USAC unanimously passes resolution in support of renaming Janss Steps to Tongva Steps
An Undergraduate Students Association Council resolution calling on UCLA to rename Janss Steps to Tongva Steps to honor the Indigenous Gabrielino-Tongva people who originally inhabited Los Angeles was unanimously passed July 28. (Daily Bruin file photo)
By Maddie Rausa
Aug. 7, 2020 5:25 p.m.
More than 20 student organizations have endorsed a student government resolution calling on UCLA to rename a campus landmark after a Native American tribe that originally inhabited Los Angeles.
The Undergraduate Students Association Council unanimously passed the resolution, which calls on UCLA to rename Janss Steps to Tongva Steps after the Indigenous Gabrielino-Tongva people, who inhabited the present-day southern and eastern Los Angeles County and the islands of Santa Catalina and San Clemente.
The July 28 resolution, which was endorsed by 21 student organizations, follows a student petition and a North Westwood Neighborhood Council resolution asking the university to rename the steps, citing Janss Investment Company’s racially biased practices in Westwood in the 1920s.
The USAC resolution echoed the NWWNC’s concerns about the Janss brothers’ use of racial covenants and added that the physical architecture of Janss Steps perpetuates ableism.
It also called on UCLA to uphold its commitment to inclusion and prevent erasure of Indigenous issues and history, pointing to UCLA’s history of keeping Native American remains against the will of Native American peoples.
UCLA is evaluating the way campus monuments like Janss Steps reflect the university’s values, said UCLA spokesperson Bill Kisliuk in an emailed statement.
“We are committed to UCLA’s values of equity, diversity and inclusion, and are considering ways to better align the names of campus structures and spaces with those values, as well as to honor the contributions of people from a variety of backgrounds,” Kisiluk said in the statement.
Desirae Barragan, vice chair of the American Indian Student Union at UCLA who co-wrote the resolution, proposed that the new name of the steps honor the Gabrielino-Tongva people.
Although fewer than 1% of UCLA undergraduate students are American Indian or Alaska Native, the UCLA community should be aware of the contributions of Indigenous students, said Barragan, a second-year American Indian studies and pre-human biology and society student who is an enrolled tribal member of the Gabrielino Band of Mission Indians.
“I might be the only (Gabrielino) undergrad right now at this time,” Barragan said. “But it’s important that we open space for Indigenous community members to talk about the issues affecting Indigenous communities.”
Because of the lack of awareness and representation at UCLA, Indigenous students often end up educating their peers and even professors on Indigenous issues, Barragan said.

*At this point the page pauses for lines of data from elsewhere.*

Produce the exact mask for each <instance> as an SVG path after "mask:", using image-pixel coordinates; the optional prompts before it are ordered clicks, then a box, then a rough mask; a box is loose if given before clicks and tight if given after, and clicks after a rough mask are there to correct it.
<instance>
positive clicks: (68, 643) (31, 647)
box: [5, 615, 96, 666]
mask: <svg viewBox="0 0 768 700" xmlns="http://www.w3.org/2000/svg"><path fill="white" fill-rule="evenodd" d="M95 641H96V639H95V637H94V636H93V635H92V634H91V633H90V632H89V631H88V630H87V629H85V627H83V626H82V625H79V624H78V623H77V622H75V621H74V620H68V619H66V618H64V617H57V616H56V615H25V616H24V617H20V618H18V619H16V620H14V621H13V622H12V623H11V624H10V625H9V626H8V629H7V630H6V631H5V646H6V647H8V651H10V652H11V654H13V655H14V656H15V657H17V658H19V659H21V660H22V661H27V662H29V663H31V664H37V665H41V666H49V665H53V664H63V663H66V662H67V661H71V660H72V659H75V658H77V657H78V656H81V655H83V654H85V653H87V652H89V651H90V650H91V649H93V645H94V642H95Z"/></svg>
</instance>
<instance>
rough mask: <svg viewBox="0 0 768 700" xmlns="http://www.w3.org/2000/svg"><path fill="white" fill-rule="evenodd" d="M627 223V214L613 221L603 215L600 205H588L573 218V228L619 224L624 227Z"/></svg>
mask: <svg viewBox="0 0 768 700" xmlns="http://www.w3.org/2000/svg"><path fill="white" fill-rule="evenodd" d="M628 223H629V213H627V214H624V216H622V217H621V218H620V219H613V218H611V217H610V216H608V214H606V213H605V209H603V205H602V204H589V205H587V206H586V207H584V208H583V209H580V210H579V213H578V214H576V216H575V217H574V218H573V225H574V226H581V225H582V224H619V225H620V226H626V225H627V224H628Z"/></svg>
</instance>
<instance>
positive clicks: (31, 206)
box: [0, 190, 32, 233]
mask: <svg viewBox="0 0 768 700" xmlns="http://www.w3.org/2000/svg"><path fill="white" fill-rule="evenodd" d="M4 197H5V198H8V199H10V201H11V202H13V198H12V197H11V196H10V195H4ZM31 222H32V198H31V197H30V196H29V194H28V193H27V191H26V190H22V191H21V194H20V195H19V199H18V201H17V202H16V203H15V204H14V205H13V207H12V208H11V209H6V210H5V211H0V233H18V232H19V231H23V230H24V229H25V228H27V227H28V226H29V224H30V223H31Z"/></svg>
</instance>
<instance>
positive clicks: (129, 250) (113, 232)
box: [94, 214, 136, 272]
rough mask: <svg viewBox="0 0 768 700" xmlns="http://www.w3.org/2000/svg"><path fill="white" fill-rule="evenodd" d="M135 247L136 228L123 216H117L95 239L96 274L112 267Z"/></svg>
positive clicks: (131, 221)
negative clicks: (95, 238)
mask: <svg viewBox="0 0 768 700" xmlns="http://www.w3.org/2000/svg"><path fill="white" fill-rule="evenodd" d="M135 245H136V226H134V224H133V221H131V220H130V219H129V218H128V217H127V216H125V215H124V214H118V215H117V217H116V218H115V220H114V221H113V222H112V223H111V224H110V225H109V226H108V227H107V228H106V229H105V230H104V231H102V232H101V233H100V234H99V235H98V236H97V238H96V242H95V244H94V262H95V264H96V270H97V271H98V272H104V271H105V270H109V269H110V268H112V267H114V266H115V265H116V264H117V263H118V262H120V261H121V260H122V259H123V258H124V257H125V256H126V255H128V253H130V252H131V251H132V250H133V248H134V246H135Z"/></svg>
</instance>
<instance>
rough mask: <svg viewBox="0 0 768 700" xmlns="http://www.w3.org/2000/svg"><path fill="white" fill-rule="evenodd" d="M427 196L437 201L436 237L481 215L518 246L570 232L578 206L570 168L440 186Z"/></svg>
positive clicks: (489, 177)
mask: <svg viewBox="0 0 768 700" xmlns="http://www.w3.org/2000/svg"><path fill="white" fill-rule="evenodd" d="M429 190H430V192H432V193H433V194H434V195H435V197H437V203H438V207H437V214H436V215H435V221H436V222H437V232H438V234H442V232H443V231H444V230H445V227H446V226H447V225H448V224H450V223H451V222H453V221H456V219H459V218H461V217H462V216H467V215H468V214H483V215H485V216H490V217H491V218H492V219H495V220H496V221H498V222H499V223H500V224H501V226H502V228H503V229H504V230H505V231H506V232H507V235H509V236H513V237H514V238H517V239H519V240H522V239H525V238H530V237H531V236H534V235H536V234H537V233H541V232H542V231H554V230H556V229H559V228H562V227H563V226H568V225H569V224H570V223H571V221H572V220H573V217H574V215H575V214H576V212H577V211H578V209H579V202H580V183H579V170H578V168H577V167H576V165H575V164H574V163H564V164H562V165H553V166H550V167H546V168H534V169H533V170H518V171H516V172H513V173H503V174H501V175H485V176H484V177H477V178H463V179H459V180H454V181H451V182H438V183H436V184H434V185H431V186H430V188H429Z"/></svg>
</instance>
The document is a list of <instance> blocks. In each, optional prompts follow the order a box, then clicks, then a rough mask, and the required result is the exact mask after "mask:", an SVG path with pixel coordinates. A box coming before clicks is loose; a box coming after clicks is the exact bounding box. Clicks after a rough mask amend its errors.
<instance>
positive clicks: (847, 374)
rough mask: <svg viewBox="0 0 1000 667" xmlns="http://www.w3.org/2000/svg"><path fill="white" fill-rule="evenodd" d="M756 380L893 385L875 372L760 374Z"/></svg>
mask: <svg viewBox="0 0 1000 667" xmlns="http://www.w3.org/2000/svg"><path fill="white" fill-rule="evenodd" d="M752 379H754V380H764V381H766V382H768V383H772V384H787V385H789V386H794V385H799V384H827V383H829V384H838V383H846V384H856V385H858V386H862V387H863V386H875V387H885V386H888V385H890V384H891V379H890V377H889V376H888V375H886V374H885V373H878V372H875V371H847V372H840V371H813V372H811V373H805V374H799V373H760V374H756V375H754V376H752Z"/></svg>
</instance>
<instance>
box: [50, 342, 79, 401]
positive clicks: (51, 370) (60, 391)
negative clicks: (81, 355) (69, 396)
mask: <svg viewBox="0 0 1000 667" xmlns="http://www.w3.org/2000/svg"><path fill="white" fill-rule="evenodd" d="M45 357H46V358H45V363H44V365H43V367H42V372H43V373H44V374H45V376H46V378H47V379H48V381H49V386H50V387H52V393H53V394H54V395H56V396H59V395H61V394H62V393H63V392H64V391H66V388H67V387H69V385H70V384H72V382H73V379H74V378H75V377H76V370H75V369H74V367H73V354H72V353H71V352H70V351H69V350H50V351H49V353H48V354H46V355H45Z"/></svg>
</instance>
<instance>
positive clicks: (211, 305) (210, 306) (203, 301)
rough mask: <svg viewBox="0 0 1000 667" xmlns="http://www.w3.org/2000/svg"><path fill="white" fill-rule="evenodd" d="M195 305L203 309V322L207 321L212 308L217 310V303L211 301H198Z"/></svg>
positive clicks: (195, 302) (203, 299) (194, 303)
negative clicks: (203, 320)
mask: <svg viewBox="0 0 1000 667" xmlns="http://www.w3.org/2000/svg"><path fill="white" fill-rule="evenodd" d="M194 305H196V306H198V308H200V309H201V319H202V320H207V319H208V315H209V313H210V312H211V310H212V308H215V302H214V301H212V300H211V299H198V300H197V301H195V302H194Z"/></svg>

Melody Satele, the director of campus partnerships in the USAC Office of the External Vice President and a friend of Barragan’s, suggested writing a resolution with the EVP office.
Satele, a third-year environmental science and sociology student who is Samoan, said she supports renaming Janss Steps to Tongva Steps because she understands the importance of land rights to many Indigenous people.
“A lot of Indigenous communities consider ourselves an extension of the land that we come from,” Satele said. “So to have that land be desecrated and harmed is like harming the people as well.”
The EVP office will formally propose renaming the steps to Administrative Vice Chancellor Michael Beck, Satele said.
Renaming the steps would reflect UCLA’s values and be a symbolic step in mending wrongdoings of the past, said USAC EVP Aidan Arasasingham.
“We definitely have a broad coalition behind us, willing and able to apply pressure,” he added.
Renaming Janss Steps is a rare opportunity to raise awareness for Indigenous issues, said Kokonow Kinney, a co-writer of the resolution and co-chair of AISA.
“As a people, we’re still fighting to this day,” said Kinney, a third-year biology and American Indian studies student. “Indigenous and Native peoples go through a lot of issues that not a lot of people know about, so recognizing and acknowledging us as a people is very important.”